Or, I guess I should say you do. I’ve never been able to even though you keep trying to teach me. My rocks just sink to the bottom like wiseguys that have overstayed their welcome.
The Pennsylvania water is brown and frigid. The cloudy layer of mud between the surface and the bottom obscures an unimaginable number of things. Precious things, slimy things, living things dead things. Or maybe none of it.
One of your rocks skips four times and makes it to the opposing bank. A smile illuminates your face as you turn to me for validation. I grin in response and we embrace.
The sun is starting to set.
We trek back to the car through the lightly wooded park over the wide gravel trails. We don’t see anybody on our way there.
As I start the car I put on some pretentious, abrasive Japanese jazz in the car to cull the conversation, making sure only the important bits are spoken. I can’t do small talk tonight. Or jokes. I pull the car out of the state park and head towards your home.
There’s a spider crawling around in my chest. A big, hairy, terrifying spider. It lives in my lungs and tickles the inside of my ribcage as I breathe. Should I lay on my stomach, I feel it squirm under my weight.
Usually the spider sleeps. Tonight, he is awake. And he wants me to know it. He pulsates. I feel his throbbing presence in the cavity where my sternum should be. He’s awake, and he’s aware, and he’s alive.
You seem scared as I drive. I’m driving faster than usual, but still only 5 miles per hour over the limit. You can sense something wrong with me. Our symbiosis is kicking in. Or, perhaps, symneurosis?
That’s not a real word. Brains are a part of our biology. Same as every human.

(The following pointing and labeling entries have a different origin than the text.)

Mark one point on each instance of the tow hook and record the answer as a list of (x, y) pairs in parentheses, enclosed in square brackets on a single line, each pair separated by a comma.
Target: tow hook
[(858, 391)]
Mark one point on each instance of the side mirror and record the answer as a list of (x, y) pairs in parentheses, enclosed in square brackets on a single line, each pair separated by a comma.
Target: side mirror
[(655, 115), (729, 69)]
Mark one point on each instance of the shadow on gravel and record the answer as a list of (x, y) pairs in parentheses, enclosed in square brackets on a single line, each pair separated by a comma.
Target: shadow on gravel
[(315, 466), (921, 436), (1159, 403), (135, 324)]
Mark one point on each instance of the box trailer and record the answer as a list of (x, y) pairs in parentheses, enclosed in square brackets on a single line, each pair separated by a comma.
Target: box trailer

Fifteen minutes have passed. We’re halfway to your house without a single word exchanged between us.
I see you look at the volume knob at the bottom left corner of the car radio through my peripheral vision. But I pretend not to notice it and let the hegemony continue.
Fifteen more minutes of silence pass. It’s fully dark outside now. I’m parked at the top of your driveway, with the car turned off. But not all the way off. I did that thing with the keys where you half-turn them and the engine shuts down but the air and lights and radio stay on.
We sit in pseudo-silence. We stare off into the pseudo-distance.
I tell you I have to get home soon since I didn’t bring my meds and I need to take them soon. You wordlessly open the door, as if waiting for your cue.
I open my door, affix my beanie and scarf on to my head and neck respectively, and walk around the car to your side. You’re getting your things together; your heavy backpack, your hard red violin case, your dense Dostoevsky book that I’ll never be able to read in full.
Without speaking, I extend my arms to convey that I’m willing to carry your stuff up to your house for you. But, no, you pantomime. You reach out your hand with your palm facing towards me. I put my hands in my jacket pockets.
We meander up the gravel driveway towards your house. The crickets are loud tonight.
You tell me you had a good day. I say I did too. And I’m sorry for not helping you carry your stuff.
You tell me don’t worry about it. And we hug again. You walk up the stairs onto your porch before waving goodbye to me from up above. I wave back, then you open the door and disappear inside.
Once you’re out of view, behind the door, I walk back to my car without a second glance.